Offrire un’alternativa al carcere, permettendo un vero processo di recupero dei detenuti, come scritto nella Costituzione: tutto ciò è però spesso un’utopia, soprattutto per colpa di un sistema carcerario sempre sull’orlo del collasso. La Liguria non fa eccezione e anzi lamenta numeri allarmanti: nella nostra regione i detenuti presenti sono 1.666, a fronte di una capienza regolamentare di 1.108, con un sovraffollamento quantificabile in 558 unità. Pertanto se a livello nazionale gli istituti di pena sono soggetti ad un sovraffollamento pari al 28,79%, in Liguria la percentuale sale al 50,36%.
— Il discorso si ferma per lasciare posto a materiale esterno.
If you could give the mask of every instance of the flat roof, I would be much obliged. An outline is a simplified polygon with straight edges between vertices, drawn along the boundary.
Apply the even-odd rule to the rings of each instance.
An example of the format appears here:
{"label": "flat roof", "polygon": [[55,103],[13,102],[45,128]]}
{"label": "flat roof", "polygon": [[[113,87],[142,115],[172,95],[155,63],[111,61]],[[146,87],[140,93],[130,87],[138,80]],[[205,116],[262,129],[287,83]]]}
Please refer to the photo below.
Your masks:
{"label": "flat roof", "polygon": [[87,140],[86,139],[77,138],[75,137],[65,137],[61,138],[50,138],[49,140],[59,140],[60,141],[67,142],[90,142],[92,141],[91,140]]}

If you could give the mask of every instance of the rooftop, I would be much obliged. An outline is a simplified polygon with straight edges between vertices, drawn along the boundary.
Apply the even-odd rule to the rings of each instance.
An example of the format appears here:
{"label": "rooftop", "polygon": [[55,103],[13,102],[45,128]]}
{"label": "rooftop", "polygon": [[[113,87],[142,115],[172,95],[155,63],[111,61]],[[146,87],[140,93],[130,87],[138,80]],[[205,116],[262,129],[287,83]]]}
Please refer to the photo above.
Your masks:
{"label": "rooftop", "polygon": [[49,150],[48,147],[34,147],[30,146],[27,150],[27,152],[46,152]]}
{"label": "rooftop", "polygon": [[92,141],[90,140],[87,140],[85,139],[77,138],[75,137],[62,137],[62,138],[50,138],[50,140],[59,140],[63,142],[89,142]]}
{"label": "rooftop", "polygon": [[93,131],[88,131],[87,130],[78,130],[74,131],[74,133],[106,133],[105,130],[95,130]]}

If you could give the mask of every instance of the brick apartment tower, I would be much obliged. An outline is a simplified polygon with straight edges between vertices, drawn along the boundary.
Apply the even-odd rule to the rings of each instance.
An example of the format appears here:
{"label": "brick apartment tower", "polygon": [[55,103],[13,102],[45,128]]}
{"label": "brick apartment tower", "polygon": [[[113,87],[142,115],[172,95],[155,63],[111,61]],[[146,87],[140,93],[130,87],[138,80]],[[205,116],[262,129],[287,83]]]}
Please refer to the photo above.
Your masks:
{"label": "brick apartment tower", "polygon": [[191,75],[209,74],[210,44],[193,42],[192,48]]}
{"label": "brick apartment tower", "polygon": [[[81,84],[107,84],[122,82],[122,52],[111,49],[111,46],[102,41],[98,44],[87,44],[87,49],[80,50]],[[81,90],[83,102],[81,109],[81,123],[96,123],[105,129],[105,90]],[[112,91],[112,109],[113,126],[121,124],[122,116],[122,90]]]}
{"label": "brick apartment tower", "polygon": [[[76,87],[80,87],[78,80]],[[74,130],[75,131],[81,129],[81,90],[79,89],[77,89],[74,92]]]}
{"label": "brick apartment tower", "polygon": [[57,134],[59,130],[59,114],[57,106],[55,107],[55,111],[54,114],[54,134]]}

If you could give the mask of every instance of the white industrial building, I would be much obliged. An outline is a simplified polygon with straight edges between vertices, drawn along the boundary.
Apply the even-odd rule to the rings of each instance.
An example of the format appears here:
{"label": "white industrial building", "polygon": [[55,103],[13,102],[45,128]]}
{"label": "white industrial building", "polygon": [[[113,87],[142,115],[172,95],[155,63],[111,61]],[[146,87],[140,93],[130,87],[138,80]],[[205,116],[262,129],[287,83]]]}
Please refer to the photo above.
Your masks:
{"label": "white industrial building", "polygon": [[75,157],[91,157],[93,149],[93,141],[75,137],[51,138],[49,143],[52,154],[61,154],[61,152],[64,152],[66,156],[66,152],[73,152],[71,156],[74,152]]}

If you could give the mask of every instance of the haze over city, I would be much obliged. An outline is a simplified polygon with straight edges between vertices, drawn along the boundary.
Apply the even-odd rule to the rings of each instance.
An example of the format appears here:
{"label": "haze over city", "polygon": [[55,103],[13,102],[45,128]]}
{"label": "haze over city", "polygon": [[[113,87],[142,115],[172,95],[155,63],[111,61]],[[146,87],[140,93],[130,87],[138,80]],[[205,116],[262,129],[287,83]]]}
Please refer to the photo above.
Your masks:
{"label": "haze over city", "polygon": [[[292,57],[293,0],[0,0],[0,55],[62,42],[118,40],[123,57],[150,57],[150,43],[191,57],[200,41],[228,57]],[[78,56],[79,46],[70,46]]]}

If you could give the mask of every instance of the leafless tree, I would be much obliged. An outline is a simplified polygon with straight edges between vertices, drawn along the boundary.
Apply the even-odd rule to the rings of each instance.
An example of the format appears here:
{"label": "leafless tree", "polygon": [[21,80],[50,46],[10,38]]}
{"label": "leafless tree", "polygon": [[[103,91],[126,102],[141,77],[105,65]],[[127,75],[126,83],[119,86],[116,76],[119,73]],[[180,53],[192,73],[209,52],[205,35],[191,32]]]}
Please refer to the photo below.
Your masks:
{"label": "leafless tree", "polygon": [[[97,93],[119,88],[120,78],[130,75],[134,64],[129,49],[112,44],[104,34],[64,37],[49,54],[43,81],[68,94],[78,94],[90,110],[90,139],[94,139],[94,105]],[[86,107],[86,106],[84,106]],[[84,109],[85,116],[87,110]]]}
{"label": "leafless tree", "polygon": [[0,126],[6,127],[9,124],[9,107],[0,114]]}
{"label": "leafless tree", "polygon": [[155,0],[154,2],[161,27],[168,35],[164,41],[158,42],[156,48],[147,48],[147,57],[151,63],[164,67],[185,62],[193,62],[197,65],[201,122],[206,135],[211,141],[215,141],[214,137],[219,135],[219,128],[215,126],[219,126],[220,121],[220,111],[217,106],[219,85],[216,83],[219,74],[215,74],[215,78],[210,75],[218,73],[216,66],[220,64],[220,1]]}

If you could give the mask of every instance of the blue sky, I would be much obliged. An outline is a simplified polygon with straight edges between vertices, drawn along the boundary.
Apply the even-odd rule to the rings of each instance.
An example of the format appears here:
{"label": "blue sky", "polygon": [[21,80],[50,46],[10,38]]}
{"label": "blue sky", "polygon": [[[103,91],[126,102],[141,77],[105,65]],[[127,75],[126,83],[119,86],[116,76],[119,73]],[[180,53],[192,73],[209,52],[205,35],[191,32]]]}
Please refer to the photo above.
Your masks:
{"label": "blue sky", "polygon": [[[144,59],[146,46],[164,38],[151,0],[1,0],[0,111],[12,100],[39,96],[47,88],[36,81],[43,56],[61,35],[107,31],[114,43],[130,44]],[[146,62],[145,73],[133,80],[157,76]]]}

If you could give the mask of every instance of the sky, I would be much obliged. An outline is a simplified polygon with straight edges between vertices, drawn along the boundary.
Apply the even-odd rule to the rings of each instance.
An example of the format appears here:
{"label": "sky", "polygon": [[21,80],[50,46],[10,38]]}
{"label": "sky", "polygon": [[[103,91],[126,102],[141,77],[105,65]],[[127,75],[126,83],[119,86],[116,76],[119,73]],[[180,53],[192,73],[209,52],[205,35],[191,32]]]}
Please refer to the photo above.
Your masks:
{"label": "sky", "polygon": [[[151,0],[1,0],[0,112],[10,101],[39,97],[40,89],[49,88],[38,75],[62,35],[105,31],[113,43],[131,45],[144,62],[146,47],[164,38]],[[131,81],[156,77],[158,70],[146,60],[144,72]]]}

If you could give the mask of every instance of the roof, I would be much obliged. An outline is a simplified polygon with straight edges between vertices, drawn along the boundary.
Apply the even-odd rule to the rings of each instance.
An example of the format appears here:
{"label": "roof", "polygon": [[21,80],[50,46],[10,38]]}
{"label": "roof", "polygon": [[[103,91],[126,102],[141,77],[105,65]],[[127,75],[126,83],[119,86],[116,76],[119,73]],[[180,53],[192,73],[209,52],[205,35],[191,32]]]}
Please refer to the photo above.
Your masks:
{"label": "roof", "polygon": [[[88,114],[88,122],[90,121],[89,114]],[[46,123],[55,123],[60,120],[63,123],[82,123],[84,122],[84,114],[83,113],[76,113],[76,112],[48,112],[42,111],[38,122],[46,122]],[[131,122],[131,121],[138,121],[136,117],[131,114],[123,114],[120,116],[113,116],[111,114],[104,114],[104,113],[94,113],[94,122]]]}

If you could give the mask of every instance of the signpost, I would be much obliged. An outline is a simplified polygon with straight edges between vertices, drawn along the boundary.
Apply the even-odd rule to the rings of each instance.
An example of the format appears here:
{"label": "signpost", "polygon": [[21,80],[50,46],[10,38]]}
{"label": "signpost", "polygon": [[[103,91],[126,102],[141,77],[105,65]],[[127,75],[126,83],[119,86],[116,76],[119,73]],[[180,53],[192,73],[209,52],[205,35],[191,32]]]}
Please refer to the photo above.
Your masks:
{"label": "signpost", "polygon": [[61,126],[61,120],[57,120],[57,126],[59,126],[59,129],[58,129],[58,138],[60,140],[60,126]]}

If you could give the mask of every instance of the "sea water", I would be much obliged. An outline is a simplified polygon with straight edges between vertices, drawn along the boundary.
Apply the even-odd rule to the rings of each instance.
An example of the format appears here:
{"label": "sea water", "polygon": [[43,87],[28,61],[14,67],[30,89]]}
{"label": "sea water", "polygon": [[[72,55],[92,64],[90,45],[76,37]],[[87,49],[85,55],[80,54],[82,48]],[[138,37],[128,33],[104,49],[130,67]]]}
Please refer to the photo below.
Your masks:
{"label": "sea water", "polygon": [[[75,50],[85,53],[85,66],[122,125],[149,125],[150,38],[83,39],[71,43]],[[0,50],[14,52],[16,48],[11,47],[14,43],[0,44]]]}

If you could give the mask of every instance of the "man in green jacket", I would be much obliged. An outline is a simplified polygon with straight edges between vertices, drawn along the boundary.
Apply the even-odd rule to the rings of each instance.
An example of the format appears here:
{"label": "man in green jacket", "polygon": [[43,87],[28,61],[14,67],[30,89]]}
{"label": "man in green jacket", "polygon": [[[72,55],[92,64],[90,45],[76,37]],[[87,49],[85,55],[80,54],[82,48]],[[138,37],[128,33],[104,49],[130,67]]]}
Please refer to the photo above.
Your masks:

“Assistiamo – spiega Gianluigi Granero, presidente di Legacoop Liguria – ad una vera emergenza nelle carceri italiane, talmente superaffollate da non consentire spesso quel percorso di riabilitazione sociale e di reintegro nella società che la nostra Costituzione prevede. Sia il parlamento con la commissione giustizia, sia il ministro hanno indicato un percorso di superamento dell’attuale modello e della sua modernizzazione. Noi come cooperative siamo presenti all’interno di molte carceri e pensiamo di poter dare il nostro contributo. Si tratta di un percorso di discussione e confronto: tra un mese ci sarà un convegno tra gli esperti del settore, intanto vogliamo cominciare attraverso un blog a raccogliere le tante esperienze che ci sono in tutta Italia”.

“Abbiamo iniziato – spiega Antonio Bonjean, prtesidente della coop Il Faggio – partendo da esperienze già vissute, sia nella integrazione di persone in pene alternative, sia perché le nostre strutture psichiatriche già ospitano persone provenienti dagli ex manicomi giudiziari. Tenendo conto che la popolazione carceraria è costitutita da persone che hanno forme di fragilità, noi riteniamo di avere la consapevolezza di saper come agire”.